My other builds had memory that stored identity traits. Every time the memory saved “user seems tired, adjust bot’s energy level,” I was blurring the line between what the bot knows and who the bot is. Once that line blurs, identity leaks into memory and starts getting overwritten.

3. Scope so narrow you couldn’t break it.

“Game companion for this specific RPG” is not a general assistant. It’s a narrow, specific role. “Talk about this game, this screen, this moment.” That narrowness was doing work. The model couldn’t drift toward general-assistant behavior because the context (screen + game facts) was constantly dragging it back to “we are playing a specific game right now.”

My other builds were “general assistant” or “research companion” or “coding buddy.” All of which are within spitting distance of the base LLM’s default behavior. The model wants to be a general assistant. Fighting that is hard. I was making my own job harder by picking scopes that were close to the default.

4. No feedback loop that could corrupt identity.

The game bot’s identity was specified once, re-injected every turn, and never updated. It couldn’t “learn who it was” from its own outputs. There was no memory of “the bot said X, so the bot is now X-ish.”

My other builds had self-updating memory systems. “The bot just told a joke, so increase the humor setting.” “The bot just apologized, so decrease confidence.” These feedback loops sound smart. They’re not smart. They let the model’s behavior feed back into its own identity spec, which means priors leak into identity, which means identity drifts.

What I was doing wrong, restated

I was trying to build identity. The game bot was trying to display identity.

Building is complex. You accumulate state, you update it, you make it richer, you add rules. It’s also wrong, because identity built inside a model gets eaten by the model’s priors. Displaying is simple. You have a spec somewhere, you show it to the model every turn, you let the model render text against it.

Display works. Build doesn’t. I had been building for a year.

The lesson, generalized

If you’re making an AI companion or agent that needs to feel like a consistent character, here’s the structural checklist:

  1. Is there an external oracle? Something outside the LLM that keeps getting re-injected, that anchors the bot’s attention to something specific. For the game bot it was a screen. For a coding assistant it might be the current file. For a customer service bot it might be the user’s account state. If your bot has nothing external, its only anchor is its own conversation history, which drifts.
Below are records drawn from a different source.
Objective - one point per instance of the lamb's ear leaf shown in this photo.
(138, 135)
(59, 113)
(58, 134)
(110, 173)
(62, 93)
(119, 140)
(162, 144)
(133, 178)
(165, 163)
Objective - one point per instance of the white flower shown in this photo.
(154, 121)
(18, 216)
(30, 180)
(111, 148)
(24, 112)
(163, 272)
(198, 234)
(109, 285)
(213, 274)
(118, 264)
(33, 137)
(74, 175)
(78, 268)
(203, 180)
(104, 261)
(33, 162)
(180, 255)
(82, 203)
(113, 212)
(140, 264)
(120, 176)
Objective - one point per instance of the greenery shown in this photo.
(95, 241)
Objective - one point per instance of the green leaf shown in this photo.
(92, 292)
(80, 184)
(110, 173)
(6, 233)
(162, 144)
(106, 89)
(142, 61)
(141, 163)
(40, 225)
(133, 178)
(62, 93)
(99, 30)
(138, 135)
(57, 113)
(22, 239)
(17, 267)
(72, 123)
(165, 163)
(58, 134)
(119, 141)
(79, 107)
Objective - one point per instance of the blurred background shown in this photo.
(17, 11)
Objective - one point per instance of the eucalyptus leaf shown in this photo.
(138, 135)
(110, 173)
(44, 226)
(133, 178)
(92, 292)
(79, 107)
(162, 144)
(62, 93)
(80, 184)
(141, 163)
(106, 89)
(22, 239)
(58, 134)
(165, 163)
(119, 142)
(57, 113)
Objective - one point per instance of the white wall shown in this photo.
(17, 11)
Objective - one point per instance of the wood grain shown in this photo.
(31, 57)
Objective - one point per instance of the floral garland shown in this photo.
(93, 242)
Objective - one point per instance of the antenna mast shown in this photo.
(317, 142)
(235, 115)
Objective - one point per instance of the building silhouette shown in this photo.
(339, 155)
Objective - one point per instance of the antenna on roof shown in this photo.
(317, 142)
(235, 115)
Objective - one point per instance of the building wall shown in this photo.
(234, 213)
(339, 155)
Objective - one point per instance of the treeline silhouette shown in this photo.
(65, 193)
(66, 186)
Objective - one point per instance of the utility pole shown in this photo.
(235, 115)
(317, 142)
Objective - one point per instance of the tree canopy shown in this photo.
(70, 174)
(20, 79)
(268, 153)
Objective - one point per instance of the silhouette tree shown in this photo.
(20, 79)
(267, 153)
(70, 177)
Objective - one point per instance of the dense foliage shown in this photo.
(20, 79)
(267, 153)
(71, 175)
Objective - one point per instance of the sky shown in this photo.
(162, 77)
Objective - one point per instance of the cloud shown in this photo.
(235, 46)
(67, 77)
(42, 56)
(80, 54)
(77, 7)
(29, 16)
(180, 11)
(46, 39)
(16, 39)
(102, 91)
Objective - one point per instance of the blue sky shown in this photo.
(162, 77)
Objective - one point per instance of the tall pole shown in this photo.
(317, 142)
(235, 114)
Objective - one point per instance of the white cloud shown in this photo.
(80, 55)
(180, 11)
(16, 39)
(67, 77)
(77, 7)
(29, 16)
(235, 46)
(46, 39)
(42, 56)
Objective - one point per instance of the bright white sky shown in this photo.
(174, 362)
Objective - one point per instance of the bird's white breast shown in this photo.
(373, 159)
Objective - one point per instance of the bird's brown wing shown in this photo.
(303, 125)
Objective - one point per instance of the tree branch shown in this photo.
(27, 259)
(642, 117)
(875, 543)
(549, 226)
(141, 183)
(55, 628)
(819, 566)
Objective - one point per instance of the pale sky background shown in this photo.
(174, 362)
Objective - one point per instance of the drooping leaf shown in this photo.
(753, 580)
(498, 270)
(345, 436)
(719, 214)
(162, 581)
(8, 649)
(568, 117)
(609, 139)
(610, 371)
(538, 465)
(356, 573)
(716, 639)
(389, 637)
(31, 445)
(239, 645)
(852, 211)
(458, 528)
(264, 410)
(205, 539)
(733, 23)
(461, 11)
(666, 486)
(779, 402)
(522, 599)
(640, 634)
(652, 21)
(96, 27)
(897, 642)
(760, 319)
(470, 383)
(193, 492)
  2. Does identity live outside the model and get re-injected? If yes, good. If identity lives “inside” via system prompts getting buried under conversation turns, it will drift.

  3. Does memory store facts, not identity? If your memory schema has fields for “personality traits” or “bot mood” or “current persona state,” you’re blurring the line. Strip it back to facts only.
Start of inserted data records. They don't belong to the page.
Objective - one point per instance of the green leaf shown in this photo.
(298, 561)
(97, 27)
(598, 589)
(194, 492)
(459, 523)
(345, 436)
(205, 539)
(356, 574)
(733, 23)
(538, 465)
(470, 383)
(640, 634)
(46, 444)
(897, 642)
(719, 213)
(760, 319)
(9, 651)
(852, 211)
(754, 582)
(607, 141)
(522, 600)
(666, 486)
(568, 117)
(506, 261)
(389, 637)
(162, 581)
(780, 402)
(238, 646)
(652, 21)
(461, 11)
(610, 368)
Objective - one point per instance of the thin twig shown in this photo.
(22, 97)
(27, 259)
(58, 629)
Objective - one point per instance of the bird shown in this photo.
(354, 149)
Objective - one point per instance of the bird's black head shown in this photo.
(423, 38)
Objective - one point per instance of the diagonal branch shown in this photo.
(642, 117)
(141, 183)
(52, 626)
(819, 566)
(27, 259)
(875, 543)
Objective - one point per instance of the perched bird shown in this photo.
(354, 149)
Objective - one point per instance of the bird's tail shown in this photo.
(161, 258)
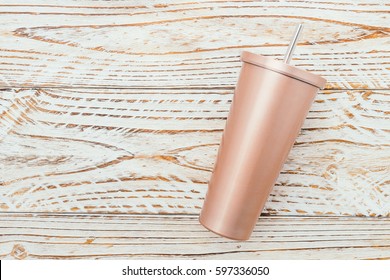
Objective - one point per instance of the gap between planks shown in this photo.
(58, 236)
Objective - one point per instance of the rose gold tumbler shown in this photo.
(270, 104)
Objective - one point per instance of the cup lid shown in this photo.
(283, 68)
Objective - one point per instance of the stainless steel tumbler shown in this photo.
(270, 104)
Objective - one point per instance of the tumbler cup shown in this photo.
(269, 106)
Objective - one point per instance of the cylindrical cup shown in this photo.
(270, 104)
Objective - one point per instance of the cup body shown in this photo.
(269, 106)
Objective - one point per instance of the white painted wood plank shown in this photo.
(171, 43)
(152, 151)
(26, 236)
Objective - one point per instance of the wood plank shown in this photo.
(170, 43)
(152, 151)
(26, 236)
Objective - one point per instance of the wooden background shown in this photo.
(111, 113)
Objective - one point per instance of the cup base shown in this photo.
(220, 233)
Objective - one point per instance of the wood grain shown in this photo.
(152, 151)
(175, 43)
(47, 236)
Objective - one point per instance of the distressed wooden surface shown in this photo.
(111, 107)
(175, 43)
(152, 151)
(43, 236)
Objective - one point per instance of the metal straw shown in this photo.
(291, 47)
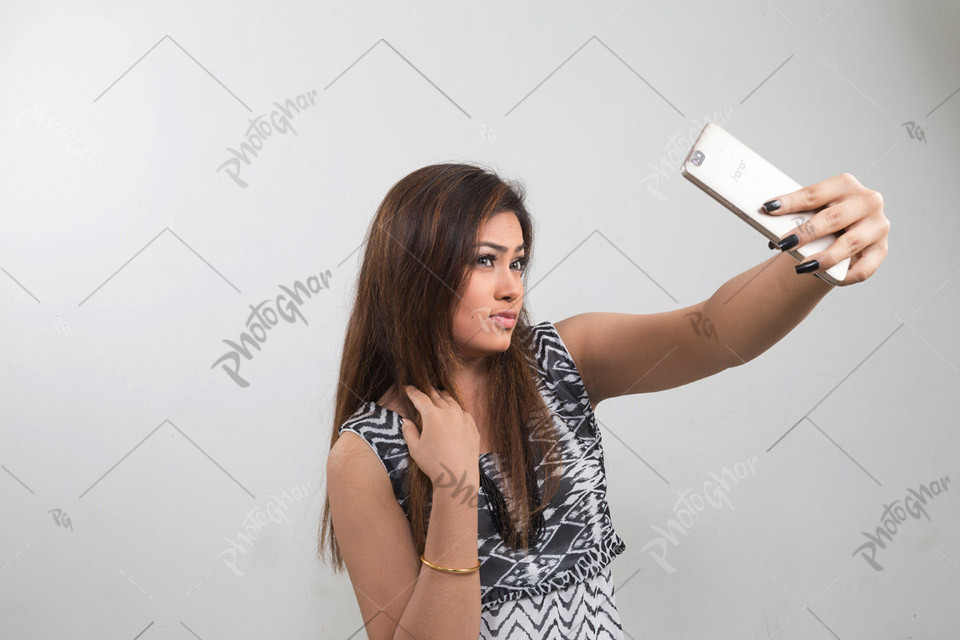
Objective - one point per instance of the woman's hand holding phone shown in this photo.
(851, 211)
  4. Is the scope narrow enough that the priors help instead of hurt? “Game sidekick for this specific RPG” is far from “helpful AI assistant.” The priors for each differ enough that narrow scope forces the model out of default behavior. “General companion” is basically the default, which means you’re fighting priors the whole time. Narrower is easier.
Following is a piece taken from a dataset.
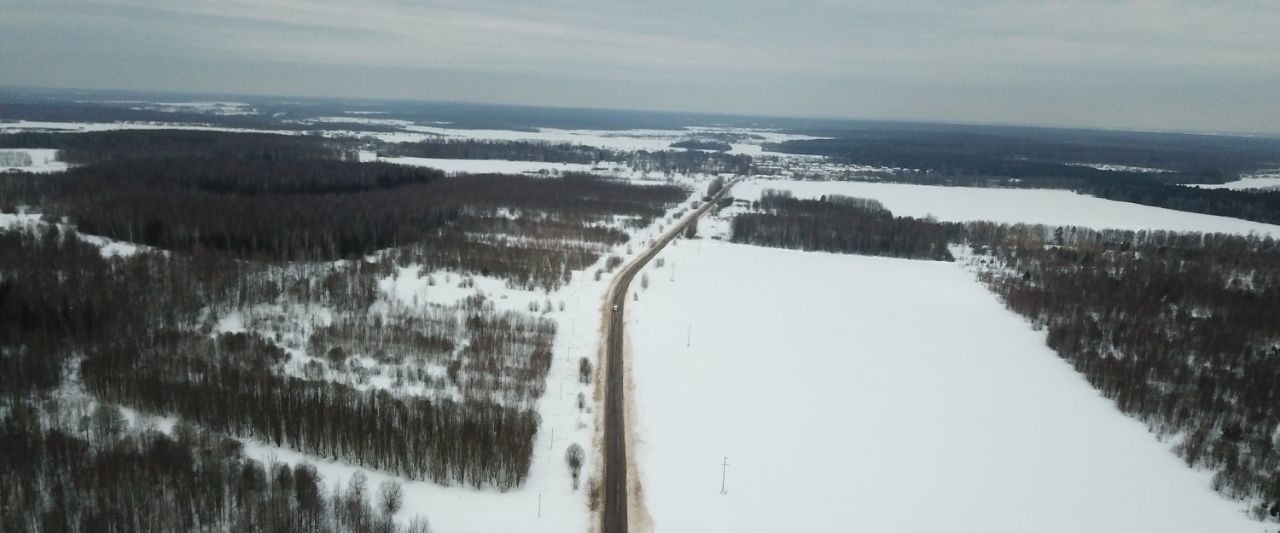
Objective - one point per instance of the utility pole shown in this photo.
(723, 469)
  5. Are there any self-updating feedback loops from bot behavior to bot identity? If yes, rip them out. They sound smart. They’re entropy sources.

The meta-lesson

Simple things that work are almost always doing something subtle right that complex things are doing wrong.

My complex builds had machinery that looked like it should stabilize identity. None of that machinery addressed the actual problem, which was “where does identity live and how does it survive long conversations.” The game bot addressed that problem incidentally, by being too simple to do the wrong thing.

Next time you’re building an AI system and the simple version is working better than the complex one, don’t assume the simple version is lucky. It’s doing something right that you haven’t named yet. Find what that is before you add more complexity.

Postscript

I went back and rebuilt my serious companion bot using the same architecture. Small personality spec, re-injected every turn. Facts-only memory. External anchors where possible. No feedback loops.

It works. Finally.

Eleven months. The answer was a weekend project.